Socialist Bachelet Faces Runoff After Chile Election
SANTIAGO, Chile (Reuters) - Socialist Michelle Bachelet, who aims to be Chile's first woman president, will face a united right wing in a January 15 runoff after failing to win more than 50 percent of the vote in an election on Sunday.

With 82 percent of the votes counted, Bachelet had 45.8 percent and opposition candidate Sebastian Pinera, a billionaire from the moderate wing of Chile's conservatives, was second with 25.7 percent.

"I would have liked to have won in a first round," said a tired looking Bachelet, who promised to campaign the length of Chile before the second-round vote next month.

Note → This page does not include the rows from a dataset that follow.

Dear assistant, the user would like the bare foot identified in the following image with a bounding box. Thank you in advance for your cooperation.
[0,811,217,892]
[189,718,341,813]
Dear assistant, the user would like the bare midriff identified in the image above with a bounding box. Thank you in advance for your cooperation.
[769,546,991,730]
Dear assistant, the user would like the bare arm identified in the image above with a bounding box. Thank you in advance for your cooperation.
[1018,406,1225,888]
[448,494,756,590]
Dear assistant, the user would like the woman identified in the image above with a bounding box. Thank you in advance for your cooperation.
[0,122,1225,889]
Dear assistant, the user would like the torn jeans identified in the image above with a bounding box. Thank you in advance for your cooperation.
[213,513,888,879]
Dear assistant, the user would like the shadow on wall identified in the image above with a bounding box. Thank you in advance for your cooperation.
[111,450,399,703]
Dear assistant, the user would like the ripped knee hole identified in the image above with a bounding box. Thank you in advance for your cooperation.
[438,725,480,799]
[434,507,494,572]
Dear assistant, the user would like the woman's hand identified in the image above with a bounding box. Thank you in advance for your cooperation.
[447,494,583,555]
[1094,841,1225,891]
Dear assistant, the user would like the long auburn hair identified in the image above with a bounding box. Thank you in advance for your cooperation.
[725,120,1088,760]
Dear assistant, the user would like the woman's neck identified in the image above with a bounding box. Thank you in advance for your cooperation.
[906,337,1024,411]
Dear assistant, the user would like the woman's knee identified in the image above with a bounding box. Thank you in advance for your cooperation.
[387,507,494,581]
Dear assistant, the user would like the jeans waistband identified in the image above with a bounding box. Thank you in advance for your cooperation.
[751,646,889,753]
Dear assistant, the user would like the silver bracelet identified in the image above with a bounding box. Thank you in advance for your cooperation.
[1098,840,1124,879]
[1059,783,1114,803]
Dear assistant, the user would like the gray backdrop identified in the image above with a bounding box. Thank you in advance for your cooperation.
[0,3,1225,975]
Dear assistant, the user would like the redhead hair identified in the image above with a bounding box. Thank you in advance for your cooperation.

"Our result could have been better, maybe our message didn't reach enough people with enough force."

Joaquin Lavin, another candidate from Chile's divided conservatives who have been out of power since Augusto Pinochet's dictatorship ended in 1990, ceded the election and said he would back Pinera in the second round.

"The people have spoken. That's democracy," said Lavin, who had about 23 percent of the vote.

If elected Bachelet, a separated mother of three who was tortured during Chile's 1973-1990 dictatorship, would extend the 15-year rule of a center-left coalition that has cut poverty by half and overseen the country's transformation into the region's star economy.

Bachelet, a medical doctor and former defense minister, has pledged to overhaul Chile's private pension system and continue the liberal social programs and free-market economic policies of her mentor, popular President Ricardo Lagos.

Support for an agnostic, independent woman like Bachelet shows a dramatic shift in values in this traditionally conservative, Roman Catholic country of 16 million people where divorce was legalized only last year and where "machismo" or male chauvinism is strong.

Applause For Pinera

Political scientist Patricio Navia cautioned that Bachelet would have a tough fight in January.

"This is not good news for Bachelet," he said, noting that the combined total of votes for the two right-wing candidates exceeded those for Bachelet.

"Today the (rightist) alliance for Chile has won over 50 percent of the nation's hearts," said a smiling Pinera minutes after Lavin pledged to support him in a second-round vote.

Other analysts have said not all Lavin supporters could be counted on to vote for Pinera in a second round.

Even so, Bachelet's center-left bloc took firm control of both houses of Congress for the first time in parliamentary elections that also took place on Sunday.

"We triumphed in the presidential election, in the election of senators and deputies. I expect we'll triumph the same a month from now," Lagos said in a brief televised statement.

If she wins, Bachelet will continue the moderate socialism of Lagos, as leftist momentum builds in Latin America. Argentina, Brazil, Uruguay and Venezuela all have leftist leaders, and Bolivia, Mexico and Peru could follow in coming elections.

A Chance To Make History

Chileans lined up under a blazing summer sun to vote and Red Cross workers helped those who collapsed in the heat.

"I decided to vote in these elections because it is a historic event where for the first time ever there is a great chance of a woman being elected president," said Luis Oliva, a 19-year-old dressed in jeans and a T-shirt who voted for the first time in Renca, a working-class neighborhood of Santiago.

"I wanted to be a player in writing Chile's future history," he said.

Many voters said they supported Bachelet because of her opposition to the dictatorship when she was a medical student.

She and her mother were arrested in the mid 1970s and taken to a political prison run by Pinochet's secret police. They escaped the most severe tortures used at the time, but were beaten, blindfolded and starved before being set free. Both went into exile.

Bachelet recently told reporters that her past made her an unlikely defense minister under Lagos, given Chile's conservative military establishment.

"I was a woman, a Socialist, separated, agnostic, all the sins together," she said.

Pinochet, 90, did not vote because he is under house arrest on charges of human rights abuses during his rule. In elections six years ago he was being held in London on a Spanish arrest warrant, also on accusations of human rights abuses.